We’re Overruled

Richard Quinn

I BEGAN TRYING TO figure out the laws related to retirement and employee benefits after the enactment of ERISA in 1974. I spent endless hours over many years in lawyers’ offices in Washington, D.C., as each new law or regulation came along.

TEFRA, DEFRA and COBRA are but a few of the many laws that now confound Americans. I bet most people think COBRA was only about health insurance. In fact, it’s the Consolidated Omnibus Budget Reconciliation Act. When you see a D in a law’s acronym, it usually stands for deficit. Meanwhile, an R means reduction or reconciliation. Good luck with that.

Recently, HumbleDollar’s Greg Spears explained some of the new rules in the so-called SECURE 2.0 Act. When you look closely at such laws, it’s questionable whether they provide the right incentives, whether they’re administratively feasible and—most important—whether they benefit the Americans who most need help. My experience in trying to explain, comply with and administer these laws over many decades tells me the answer to these questions is almost certainly a resounding “no.”

ERISA alone added thousands of pages of regulations. It also contributed to the decline of pension plans by making them more costly to operate. SECURE 2.0 delays required minimum distributions yet again, first to age 73 and later age 75. Who but the wealthy can delay taking retirement savings until their mid-70s?

The primary beneficiaries of all this complexity are consultants and lawyers. The losers are average Americans. They’re turned off by what they can’t understand and often interpret the rules incorrectly. It can get them into a mess of trouble.

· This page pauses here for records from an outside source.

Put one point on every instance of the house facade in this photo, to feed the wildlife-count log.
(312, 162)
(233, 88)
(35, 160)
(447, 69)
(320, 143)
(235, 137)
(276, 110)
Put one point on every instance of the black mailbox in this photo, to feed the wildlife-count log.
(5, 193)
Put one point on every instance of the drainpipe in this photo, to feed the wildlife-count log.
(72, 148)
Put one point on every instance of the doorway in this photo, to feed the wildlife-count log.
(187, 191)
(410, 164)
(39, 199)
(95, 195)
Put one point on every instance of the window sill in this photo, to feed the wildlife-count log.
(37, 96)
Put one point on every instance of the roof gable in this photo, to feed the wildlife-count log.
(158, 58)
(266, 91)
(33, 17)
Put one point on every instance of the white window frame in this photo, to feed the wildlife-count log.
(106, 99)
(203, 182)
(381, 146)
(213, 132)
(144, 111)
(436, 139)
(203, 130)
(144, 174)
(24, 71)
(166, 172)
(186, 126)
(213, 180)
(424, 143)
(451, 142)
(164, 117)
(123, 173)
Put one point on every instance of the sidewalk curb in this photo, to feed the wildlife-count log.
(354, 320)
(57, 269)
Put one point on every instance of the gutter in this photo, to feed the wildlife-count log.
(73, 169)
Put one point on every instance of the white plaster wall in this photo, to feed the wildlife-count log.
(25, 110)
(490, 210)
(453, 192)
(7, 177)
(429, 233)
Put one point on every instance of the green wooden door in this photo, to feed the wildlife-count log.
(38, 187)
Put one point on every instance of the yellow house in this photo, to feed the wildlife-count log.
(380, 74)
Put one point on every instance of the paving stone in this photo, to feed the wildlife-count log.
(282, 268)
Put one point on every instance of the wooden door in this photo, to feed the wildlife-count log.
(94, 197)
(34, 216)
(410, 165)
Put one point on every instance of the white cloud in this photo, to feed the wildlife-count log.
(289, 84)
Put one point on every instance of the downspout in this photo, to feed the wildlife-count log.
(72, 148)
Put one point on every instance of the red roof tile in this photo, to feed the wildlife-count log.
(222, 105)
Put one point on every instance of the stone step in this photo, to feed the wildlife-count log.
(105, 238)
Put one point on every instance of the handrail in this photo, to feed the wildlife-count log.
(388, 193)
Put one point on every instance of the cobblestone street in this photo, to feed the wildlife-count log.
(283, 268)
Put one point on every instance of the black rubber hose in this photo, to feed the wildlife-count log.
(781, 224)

Just consider the many different retirement plans we now have: defined benefit pensions—with many variations—the 401(k), solo 401(k), 403(b), 457, SEP-IRA, traditional IRA and Roth IRA. Each one has a different set of rules and limits.

Why? There’s no need for all these variations. Some retirement and benefit laws are pushed by the wealthy, some by employers and some by unions. But doesn’t everyone have the same objective—to strengthen retirement for all workers? I doubt Congress understands human nature when it comes to money.

Writing each law in isolation, Congress has created a mishmash of benefits tied to different income levels. When compared, they don’t seem fair. You can be eligible for the saver’s credit if the family earns up to $73,000, and yet a couple would owe taxes on as much as 85% of Social Security benefit payments with a total combined family income of over $44,000.

A deductible IRA uses various income limits, partially dependent on whether a spouse has a retirement plan at work. Meanwhile, there are no income limits on Roth conversions.

In 2023, a worker can contribute up to $22,500 to their 401(k) plan, plus $7,500 more if they’re 50 or older. Yet a person relying on an IRA—without an employer match—can contribute just $6,500 this year, or $7,500 total if they’re 50 or older.

Why are Roth withdrawals excluded from the modified adjusted gross income (MAGI) calculation, while tax-free interest on municipal bonds is not? No doubt that logic got lost in the tunnels underneath the House and Senate.

How can all these disparate rules—and their associated high administrative costs—be justified? Are they necessary? Are they fair? I can’t see how. Do we really need more laws designed to motivate Americans to save for retirement? Don’t we have enough already?

What we need with retirement plans, as we do with health care, is simplification, consolidation and uniformity. How great would it be if financial education could focus on just one set of rules? The multitude of choices we have with both retirement and health care plans is not helping Americans.